1 July 2013
Last month, Alex Salmond declared that Robert Burns, Scotland’s national Bard, would have voted “Yes” in next year’s Referendum.
That level of confidence had been absent when John Swinney, Finance Minister, addressed a high-level conference on the future of pensions at which he claimed that pensioners in a separate Scotland would be “better off” than those in the rest of the UK.
When challenged to provide evidence for this claim of how much this would cost and where the money would come from Mr. Swinney was unable to do so, except for the comfort zone of future economic growth.
But Mr Swinney has already committed his innermost thoughts on pensions to paper in his now-famous leaked dossier which has already become one of the most important documents of the Referendum campaign.
It earned the “Daily Record” headline :
SNP dossier reveals pensions could be cut to plug £28bn oil black hole in independent Scotland
after which the Record said, “ (John Swinney) admits our economy will be heavily reliant on fluctuating oil prices and says pensions and welfare might be cut and public sector jobs axed when those resources begin to dry up.”

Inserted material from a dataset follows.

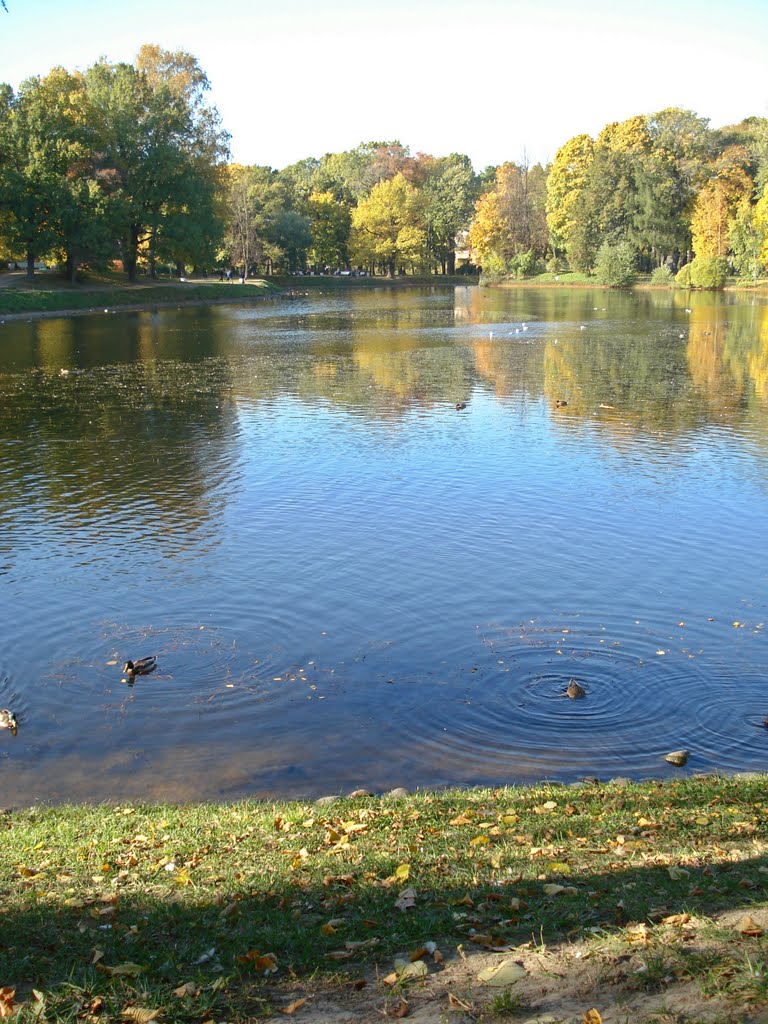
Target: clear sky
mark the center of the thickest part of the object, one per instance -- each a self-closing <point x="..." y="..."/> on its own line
<point x="495" y="79"/>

There is world of difference between his public claim that pensioners in a separate Scotland would be “better off” with his private admission that pensions might be cut.
And what is that policy of economic growth that the public face of Mr. Swinney has pinned his hopes on paying for the provision of pensions in an independent Scotland.?
Mr. Swinney’s hopes of future economic growth rest on a policy of no increased taxation on the giant oil companies operating in the North Sea, and Alex Salmond’s policy for corporation tax on business which would always be set at 3 per cent lower than the UK rate.
The worrying implications of this large tax cut for business for the funding of public services and, ironically, pensions, are already well established.
UNISON ‘s Dave Watson rightly dismisses this supposed easy co-existence of low taxation and high spending on public services as “fantasy economics”
At this point , the views of John Kay are instructive, as he is a former member of Alex Salmond’s council of economic advisers
In February he warned :
“Nor should we devote much time to arguments for independence which imply that an independent Scotland would have lots more money from some unexplained source, and would therefore be able to avoid making choices on taxation and spending and debt.
“Unfortunately, such choices have to be made, not only in the framework of the United Kingdom, but in any framework other than that of cloud cuckoo land. “
In the same vein, he challenges those in the “Yes” campaign “ who talk about the economic consequences of independence need to move beyond vague aspirational statements – such as ‘an independent Scotland would have the powers to tackle poverty in Scotland’.
“That is not quite the same as identifying specific policies that would address poverty in Scotland and explaining how they could be implemented either within or outside the framework of the United Kingdom.”
Detailed figures on how important matters such as pensions are to be funded in an independent Scotland are not provided at a time when pensions face a big oncoming demographic challenge with a forecast increase of over half a million more pensioners in Scotland in the next two decades.
Instead of this being given this vital information , we are given reassurances that independence will always mean “more” and “better”
– and that Robert Burns would have voted “YES” in next year’s Referendum.